TABLE 1. Descriptive statistics of the soil samples (80) analysed for pH, soil organic carbon (SOC), iron (Fe), cadmium (Cd), copper (Cu), cobalt (Co), chromium (Cr), lead (Pb), and zinc (Zn) analysed with inductively coupled plasma mass spectrometry (ICP-MS) for the total contents (mg kg^-1).
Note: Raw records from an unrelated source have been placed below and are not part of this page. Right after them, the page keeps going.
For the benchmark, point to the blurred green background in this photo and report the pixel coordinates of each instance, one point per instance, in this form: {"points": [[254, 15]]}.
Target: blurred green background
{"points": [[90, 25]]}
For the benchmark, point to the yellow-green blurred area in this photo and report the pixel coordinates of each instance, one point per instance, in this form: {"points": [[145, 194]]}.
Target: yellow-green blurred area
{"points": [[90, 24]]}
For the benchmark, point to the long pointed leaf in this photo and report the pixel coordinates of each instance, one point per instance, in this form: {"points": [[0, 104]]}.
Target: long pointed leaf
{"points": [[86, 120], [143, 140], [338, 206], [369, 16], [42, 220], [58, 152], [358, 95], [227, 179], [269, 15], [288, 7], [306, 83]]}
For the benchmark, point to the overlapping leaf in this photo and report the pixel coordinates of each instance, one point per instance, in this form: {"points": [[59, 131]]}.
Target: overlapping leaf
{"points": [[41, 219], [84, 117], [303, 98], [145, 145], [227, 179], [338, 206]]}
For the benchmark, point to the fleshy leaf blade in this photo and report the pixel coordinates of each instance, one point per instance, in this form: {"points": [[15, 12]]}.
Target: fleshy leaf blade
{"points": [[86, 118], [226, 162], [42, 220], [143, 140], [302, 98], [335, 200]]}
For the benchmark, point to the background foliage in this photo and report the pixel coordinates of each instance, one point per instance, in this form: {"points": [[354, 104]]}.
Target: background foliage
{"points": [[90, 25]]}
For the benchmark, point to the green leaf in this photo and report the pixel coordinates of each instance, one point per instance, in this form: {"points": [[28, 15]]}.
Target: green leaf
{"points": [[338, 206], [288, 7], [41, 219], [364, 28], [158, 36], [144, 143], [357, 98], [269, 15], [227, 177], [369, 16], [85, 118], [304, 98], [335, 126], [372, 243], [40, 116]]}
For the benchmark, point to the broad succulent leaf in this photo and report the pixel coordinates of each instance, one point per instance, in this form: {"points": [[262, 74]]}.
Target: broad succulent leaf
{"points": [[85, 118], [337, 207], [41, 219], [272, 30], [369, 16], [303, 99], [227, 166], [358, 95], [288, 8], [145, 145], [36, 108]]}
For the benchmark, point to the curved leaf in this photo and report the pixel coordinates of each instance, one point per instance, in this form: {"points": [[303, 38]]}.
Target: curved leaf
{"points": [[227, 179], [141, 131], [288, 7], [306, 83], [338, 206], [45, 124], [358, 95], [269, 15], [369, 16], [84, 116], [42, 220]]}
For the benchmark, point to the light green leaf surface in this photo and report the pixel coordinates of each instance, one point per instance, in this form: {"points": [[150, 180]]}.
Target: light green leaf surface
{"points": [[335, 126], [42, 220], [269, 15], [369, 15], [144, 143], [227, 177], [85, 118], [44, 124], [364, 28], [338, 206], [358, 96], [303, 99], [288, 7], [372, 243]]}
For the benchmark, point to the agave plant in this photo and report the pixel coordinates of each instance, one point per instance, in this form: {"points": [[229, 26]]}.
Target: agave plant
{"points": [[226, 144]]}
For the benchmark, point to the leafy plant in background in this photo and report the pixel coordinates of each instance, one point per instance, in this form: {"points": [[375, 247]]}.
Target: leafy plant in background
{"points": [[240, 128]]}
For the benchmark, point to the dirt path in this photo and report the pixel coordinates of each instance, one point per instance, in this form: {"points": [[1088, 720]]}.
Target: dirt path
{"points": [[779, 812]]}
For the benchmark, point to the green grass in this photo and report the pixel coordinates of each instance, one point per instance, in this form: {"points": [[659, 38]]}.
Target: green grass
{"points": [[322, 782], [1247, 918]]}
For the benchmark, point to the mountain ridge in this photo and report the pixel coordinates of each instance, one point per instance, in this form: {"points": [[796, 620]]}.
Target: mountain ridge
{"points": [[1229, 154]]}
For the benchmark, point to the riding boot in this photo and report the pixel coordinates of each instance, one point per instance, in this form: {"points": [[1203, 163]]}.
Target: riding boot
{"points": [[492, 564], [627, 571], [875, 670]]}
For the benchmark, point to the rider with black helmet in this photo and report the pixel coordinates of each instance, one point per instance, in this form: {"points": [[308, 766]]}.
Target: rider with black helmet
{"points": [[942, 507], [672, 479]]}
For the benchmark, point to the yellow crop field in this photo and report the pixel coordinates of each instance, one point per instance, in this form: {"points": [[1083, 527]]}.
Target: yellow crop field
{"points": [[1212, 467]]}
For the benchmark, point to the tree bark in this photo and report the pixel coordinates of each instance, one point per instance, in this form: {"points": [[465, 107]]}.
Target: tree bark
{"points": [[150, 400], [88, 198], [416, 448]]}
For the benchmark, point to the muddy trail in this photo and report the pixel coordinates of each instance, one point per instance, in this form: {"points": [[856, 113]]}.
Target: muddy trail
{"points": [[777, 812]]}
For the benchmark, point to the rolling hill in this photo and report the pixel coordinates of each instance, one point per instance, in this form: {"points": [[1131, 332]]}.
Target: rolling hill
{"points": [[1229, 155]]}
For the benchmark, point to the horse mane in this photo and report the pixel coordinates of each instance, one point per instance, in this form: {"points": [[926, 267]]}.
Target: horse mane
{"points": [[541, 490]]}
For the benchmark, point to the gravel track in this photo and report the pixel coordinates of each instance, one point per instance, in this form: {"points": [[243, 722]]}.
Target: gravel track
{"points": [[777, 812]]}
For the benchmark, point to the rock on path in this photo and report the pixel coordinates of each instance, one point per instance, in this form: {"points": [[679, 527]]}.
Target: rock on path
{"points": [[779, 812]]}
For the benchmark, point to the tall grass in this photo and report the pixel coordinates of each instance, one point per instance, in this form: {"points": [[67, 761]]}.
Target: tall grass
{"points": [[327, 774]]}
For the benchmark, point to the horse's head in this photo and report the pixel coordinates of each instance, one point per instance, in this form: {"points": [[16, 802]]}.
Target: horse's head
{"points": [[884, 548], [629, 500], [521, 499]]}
Figure 2 presents the calculated Pearson correlation coefficients (r) between pH, SOC content, and PTEs concentrations. A positive correlation was observed between the tested PTEs, except a negative correlation between Co and Fe. The highest coefficient value was observed between Cr and Cd (r = 0.82). The high correlations were observed between Cr and the other PTEs with r values of 0.60 with Cu, 0.53 with Pb, and 0.43 with Zn, but a very low correlation with Co (r = 0.23). The correlation between Cr and Fe was high (r = 0.63). SOC demonstrated a low correlation with Cu, Co, and Zn, very low with Cd, Cr, and Pb, and negative with Fe (r = - 0.11). The pH showed moderate negative correlations with Cd, Cr, Zn, Pb, and Cu (−0.33 ≤ r ≤ −0.49), but showed the negative weak correlations with Co and Fe (r = −0.21 and −0.18). Also, a medium negative correlation was found between pH and SOC (r = −0.36).

FIGURE 2

FIGURE 2. The correlation coefficients (Pearson) between the measured PTEs, e.g., chromium (Cr), cobalt (Co), cadmium (Cd), zinc (Zn), copper (Cu), iron (Fe), and lead (Pb), soil organic carbon (SOC), and pH.

3.2 Soil spectra

The raw and processed spectral data of the soil samples are presented in Figure 3. The main features at 450–550 nm, 900 nm, 1,400 nm, 1900 nm, and 2,200 nm are observed (Figure 3A), but the absorption characteristics were not significant enough. The second derivative spectra indicated that the baseline drift and mixed overlapping peaks were gradually eliminated, thereby more detailed information and characteristic peaks appeared (Figure 3B). The second derivative spectra showed six regions of the spectrum that exhibit distinct absorption features around 480–550 nm, 1,400 nm, 1900 nm, 2,200 nm, 2,300, and 2,400 nm. The absorption features in the visible region are typically broad, while the features in the infrared region (e.g., 2,200 or 2,300 nm) are usually narrower and sharper. The absorption features around 1,400 and 1900 nm are associated with hydroxyl (OH) and water. The region between 2000 and 2,400 nm is associated with the components of organic matter.

FIGURE 3

FIGURE 3. The raw spectra (A) and the processed spectra using the second derivative (B).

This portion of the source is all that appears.